Protected: For my daughter

Selanie:

I have struggled for many months, if not a year or more, to compose the first words that I would write to you, and as your birthday approaches (it is September 25, 2007 as I draft this), I have conceded that instead of something more profound or insightful, my first words to you will be “I have struggled for many months….” You will learn soon enough that I think way too much about things, and if that is the only thing I do that disappoints you, then I will consider myself well blessed. Conversely, if you choose to look at it this way, my first word to you was “Selanie”, the name I chose for you over eighteen years ago, and a name I have kept within my heart ever since.

I wax nostalgic fairly easily, by the way. There’s much in my life I could wish I had done differently, or more responsibly, but while I have regretted not being able to be with you and know you all these years, I have never regretted you. I knew before you were born that you would be something far beyond anything I could ever hope or expect, just as I knew that at the time, with the history that lay between your mother and I, that I would not be who she needed me to be for quite some time to come, if ever. That’s a very, very long story from my perspective that perhaps we can address at a later time. Understand for now, that despite everything I did and that was done to me, I hold your mother in an objective sense of admiration that is actually devoid of any acrimony.

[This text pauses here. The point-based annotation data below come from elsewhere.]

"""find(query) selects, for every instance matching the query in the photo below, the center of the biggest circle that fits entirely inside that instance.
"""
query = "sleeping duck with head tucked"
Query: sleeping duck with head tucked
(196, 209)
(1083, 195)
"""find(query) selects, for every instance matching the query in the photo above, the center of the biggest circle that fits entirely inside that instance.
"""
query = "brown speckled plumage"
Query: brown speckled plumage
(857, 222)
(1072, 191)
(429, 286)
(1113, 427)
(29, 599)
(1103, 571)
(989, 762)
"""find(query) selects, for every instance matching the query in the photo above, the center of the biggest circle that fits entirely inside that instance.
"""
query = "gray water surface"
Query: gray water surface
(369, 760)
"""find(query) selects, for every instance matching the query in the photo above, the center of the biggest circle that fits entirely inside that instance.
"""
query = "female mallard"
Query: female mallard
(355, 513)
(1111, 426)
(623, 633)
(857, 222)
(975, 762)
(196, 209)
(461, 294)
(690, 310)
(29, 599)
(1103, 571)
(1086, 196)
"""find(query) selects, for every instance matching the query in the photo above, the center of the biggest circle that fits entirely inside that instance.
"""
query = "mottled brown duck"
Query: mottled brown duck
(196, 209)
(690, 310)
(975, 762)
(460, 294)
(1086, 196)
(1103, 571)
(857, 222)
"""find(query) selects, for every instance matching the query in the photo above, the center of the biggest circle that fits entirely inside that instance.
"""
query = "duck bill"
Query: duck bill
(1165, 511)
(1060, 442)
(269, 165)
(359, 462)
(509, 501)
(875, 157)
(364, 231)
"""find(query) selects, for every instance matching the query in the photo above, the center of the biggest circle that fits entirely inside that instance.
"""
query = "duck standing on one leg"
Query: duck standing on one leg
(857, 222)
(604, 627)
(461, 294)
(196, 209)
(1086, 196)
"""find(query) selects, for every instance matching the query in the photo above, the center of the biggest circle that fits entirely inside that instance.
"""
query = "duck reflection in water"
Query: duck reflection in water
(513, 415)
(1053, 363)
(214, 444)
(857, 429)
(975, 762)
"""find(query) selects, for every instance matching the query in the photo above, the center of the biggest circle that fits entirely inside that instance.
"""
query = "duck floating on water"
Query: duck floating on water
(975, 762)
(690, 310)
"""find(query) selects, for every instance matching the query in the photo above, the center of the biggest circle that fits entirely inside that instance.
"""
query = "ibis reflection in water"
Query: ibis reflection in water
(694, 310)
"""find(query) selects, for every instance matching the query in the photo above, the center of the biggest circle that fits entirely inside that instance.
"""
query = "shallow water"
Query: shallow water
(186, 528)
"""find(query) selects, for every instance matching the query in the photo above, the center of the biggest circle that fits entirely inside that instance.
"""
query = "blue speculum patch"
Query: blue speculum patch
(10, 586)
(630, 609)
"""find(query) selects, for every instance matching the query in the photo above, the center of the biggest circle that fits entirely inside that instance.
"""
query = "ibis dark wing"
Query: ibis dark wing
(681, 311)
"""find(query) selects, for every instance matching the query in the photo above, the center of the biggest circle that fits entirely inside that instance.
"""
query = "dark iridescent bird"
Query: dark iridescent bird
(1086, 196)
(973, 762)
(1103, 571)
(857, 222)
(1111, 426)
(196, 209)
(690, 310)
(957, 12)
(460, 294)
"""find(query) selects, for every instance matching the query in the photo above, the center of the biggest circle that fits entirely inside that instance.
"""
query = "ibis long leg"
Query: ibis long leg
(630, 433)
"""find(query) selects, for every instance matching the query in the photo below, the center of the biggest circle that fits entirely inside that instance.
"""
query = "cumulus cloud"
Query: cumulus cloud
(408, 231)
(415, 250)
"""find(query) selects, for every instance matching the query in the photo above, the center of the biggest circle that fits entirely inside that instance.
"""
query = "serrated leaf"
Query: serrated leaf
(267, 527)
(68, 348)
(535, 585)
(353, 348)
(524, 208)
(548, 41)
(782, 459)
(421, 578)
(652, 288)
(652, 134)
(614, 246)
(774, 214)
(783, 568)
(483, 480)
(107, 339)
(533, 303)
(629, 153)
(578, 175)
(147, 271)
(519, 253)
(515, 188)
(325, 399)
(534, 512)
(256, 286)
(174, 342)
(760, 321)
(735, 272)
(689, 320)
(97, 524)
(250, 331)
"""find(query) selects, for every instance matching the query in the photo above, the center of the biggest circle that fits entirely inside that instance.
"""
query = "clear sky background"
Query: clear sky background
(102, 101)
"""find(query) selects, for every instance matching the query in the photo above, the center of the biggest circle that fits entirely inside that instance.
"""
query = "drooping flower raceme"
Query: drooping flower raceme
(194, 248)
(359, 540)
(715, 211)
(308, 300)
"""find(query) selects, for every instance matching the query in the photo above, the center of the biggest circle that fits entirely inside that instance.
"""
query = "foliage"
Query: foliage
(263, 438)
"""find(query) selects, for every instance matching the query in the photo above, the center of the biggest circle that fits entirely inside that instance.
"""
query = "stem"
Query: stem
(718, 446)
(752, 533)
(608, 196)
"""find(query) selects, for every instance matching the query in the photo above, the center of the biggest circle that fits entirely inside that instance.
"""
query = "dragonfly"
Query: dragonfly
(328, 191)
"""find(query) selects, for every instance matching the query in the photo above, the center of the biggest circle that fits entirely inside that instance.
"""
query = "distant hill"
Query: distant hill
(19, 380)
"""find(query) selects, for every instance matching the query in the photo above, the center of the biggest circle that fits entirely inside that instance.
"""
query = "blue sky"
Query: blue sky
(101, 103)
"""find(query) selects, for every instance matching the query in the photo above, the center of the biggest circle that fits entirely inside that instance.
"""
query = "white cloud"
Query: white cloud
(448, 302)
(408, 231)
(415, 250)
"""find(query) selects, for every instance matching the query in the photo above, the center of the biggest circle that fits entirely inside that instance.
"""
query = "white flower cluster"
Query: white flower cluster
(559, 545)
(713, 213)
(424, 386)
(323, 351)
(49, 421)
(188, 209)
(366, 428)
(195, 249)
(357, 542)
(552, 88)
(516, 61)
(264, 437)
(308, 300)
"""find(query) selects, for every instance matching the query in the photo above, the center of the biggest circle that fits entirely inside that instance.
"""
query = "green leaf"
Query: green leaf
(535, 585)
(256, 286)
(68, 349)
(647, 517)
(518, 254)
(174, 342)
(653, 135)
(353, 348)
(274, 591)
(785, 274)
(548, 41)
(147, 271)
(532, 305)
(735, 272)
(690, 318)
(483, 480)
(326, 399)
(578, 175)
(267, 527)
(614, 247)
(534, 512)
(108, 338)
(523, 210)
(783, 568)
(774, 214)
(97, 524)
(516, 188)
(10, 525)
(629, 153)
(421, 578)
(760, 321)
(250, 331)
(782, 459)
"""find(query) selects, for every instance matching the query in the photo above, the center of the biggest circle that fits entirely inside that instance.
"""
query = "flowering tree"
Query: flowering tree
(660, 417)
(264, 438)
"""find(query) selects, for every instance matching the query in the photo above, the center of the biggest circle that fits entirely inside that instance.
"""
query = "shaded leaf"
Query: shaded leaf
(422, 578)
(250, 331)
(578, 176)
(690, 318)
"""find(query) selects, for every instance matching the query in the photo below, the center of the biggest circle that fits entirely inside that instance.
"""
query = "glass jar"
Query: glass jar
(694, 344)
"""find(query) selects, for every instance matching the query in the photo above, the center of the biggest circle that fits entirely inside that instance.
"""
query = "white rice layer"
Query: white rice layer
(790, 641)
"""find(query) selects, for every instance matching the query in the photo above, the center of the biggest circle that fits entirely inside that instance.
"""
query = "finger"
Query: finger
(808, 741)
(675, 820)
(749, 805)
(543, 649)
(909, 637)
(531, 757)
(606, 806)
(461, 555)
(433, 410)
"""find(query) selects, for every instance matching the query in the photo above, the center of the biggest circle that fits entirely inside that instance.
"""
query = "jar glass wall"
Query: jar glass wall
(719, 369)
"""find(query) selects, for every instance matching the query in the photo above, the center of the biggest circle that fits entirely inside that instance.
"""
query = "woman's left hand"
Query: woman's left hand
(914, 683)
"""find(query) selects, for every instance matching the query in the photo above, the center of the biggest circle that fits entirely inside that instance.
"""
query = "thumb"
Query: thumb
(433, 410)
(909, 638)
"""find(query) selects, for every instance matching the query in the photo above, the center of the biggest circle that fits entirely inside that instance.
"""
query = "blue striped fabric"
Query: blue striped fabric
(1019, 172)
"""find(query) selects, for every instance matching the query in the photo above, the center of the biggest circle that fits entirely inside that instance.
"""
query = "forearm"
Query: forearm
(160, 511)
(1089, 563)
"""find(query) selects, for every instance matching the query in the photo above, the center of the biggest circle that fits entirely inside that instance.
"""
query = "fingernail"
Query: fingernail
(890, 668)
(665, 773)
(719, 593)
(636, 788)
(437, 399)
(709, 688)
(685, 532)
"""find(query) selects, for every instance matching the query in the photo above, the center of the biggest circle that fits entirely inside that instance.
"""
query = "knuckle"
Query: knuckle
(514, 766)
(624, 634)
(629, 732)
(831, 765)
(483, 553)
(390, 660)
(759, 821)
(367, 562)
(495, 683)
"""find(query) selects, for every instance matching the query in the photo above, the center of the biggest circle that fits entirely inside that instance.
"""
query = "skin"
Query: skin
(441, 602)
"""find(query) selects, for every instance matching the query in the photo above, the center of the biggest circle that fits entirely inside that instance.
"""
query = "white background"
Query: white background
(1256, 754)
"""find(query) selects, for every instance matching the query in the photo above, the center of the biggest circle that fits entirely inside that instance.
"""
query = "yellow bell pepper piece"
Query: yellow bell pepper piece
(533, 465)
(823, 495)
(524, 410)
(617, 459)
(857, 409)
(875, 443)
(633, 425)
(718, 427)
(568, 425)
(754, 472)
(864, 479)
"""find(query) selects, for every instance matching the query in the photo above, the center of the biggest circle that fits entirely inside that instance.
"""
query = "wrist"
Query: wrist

I know that Ann has already told you that you have been a part of our lives since she and I first met, and that Kyrian and Brynne think about you quite a lot. I cannot number the occasions I’ve asked one or the other what they were thinking and the response has been something like “I’m just wondering what Selanie is doing right now.” You’ve never been with us, Selanie, but you’ve never been gone, either. Not a day has passed in my own life when I have not experienced a momentary silence spent in the singular thought of you.

Enough. I’m going to do one thing with this writing that is a bit different from my norm, and that is to not ramble on. I am naturally inclined to give you more information about me and us than you want in far more space than is strictly necessary, so I’ll spare you that. What I will say is that while there are obviously some bad feelings between your mother and myself, my honest desire is that those emotions can be responsibly set aside by both of us so that we, in our disassociation, can at least attempt to be who and what you need us to be for you.

And do know that while you and I may disagree on certain life philosophies, I admire you greatly. You have upheld your faith, your dignity, and your identity through many years of stress and misunderstanding, and whatever more you experience in life, you should always be proud of the fact that you were the most responsible for the person you are becoming. And for what it’s worth, that is something we have in common.

Selanie, I have no expectations of you, only love. I do not expect you to ever view your past from my perspective, nor come to believe in the things I know to be true, nor do I expect you to even want to meet us or visit with us. But you should know that our home is open to you, and there is much opportunity here in your chosen field should you ever elect to give it a chance. And like our love for you, that offer shall always stand.

And you should know that ever since I last saw you, sleeping in your swinging chair when you were just a bit over two months old, I have missed you dearly.

I hope you had a happy birthday, Selanie, and I hope that in the days to come, whenever you’re ready, you’ll make some time for us to talk. Email is always an option, and so is 605.214.1033 or 605.301.4071.

Peace to you.

~Dawnne

0 thoughts on “Protected: For my daughter

  1. Words either come quickly or they come slower than time for me, so this is my acknowledgement to you that. I have seen your message. It was beautifully worded and of course causes many questions and thoughts to come to mind. But the greatest of these is graditude. But because I cannot think of anything coherent to say at this moment. I want you to know you will be hearing from me (in depth) quite soon.